# Confused!!!



## Chilli (Oct 14, 2008)

Hi,

I would be very grateful if some one might be able to help or point me in the right direction. I would love to move from the UK to Canada (Vancouver) on a temporary work visa. 

How ever, I'm finding all the websites regarding visa options confusing and I'm not even sure if I have the necessary skills to get a visa?

Does any one know of some recruitment agencies that I can sign up to? Ideally I would like to work in the non profit sector and my work history is a combination of working in customer services, admin and the arts!

Any help would be very much appreciated!

Thanks.


----------



## kkmm (Sep 16, 2008)

Dear Chilli!

Simply logon to jobsetc dot ca. Create your own profile and let the site pouring real jobs into your inbox daily 3 or 4 times. Remember to put original and true information about yourself. 

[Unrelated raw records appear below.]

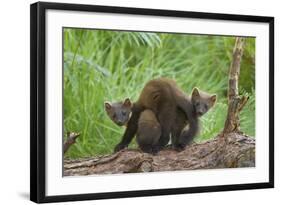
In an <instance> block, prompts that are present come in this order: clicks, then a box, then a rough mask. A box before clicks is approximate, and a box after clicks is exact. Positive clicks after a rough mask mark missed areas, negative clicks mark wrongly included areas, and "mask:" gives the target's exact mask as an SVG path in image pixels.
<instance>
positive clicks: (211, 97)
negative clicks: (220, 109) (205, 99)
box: [210, 95, 217, 105]
mask: <svg viewBox="0 0 281 205" xmlns="http://www.w3.org/2000/svg"><path fill="white" fill-rule="evenodd" d="M216 101H217V95H212V96H211V97H210V102H211V103H212V105H214V104H215V103H216Z"/></svg>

For all other visa and residency issues visit cicdot gc dot ca

Thanks.

-Kamran Mahmood


----------



## Chilli (Oct 14, 2008)

kkmm said:


> Dear Chilli!
> 
> Simply logon to jobsetc dot ca. Create your own profile and let the site pouring real jobs into your inbox daily 3 or 4 times. Remember to put original and true information about yourself.
> 
> ...


Hi Kamran,

Thank you for the info - much appreciated. Will definitely sign on to the site you suggested and try to get to grips with the temp visa!!!

Thanks again!


----------



## IOWgirl (Nov 7, 2008)

I came out to canada as a nanny. I applied to a job through 'The lady' magazine. The whole process only took about 5 months, but this was in 84. I had to be a 'live-in nanny, but after two years I could apply to become a landed immigrant which mean't I could do anything and work anywhere and no longer had to 'live-in. That process didn't take long. It worked on a point system, my work experience, savings, reason for wanting to become a landed immigrant, etc. Once accepted, which was only a few weeks, I was free to do what I wanted, but the papers took about 10 months to arrive.


----------



## louiseg (Nov 17, 2007)

Hi Chilli welcome to forum,

If you are at the right age you could try BUNAC - Work and Volunteer programmes abroad for students and young people including Summer Camp USA for work options.
Good luck with your search.
Louise


----------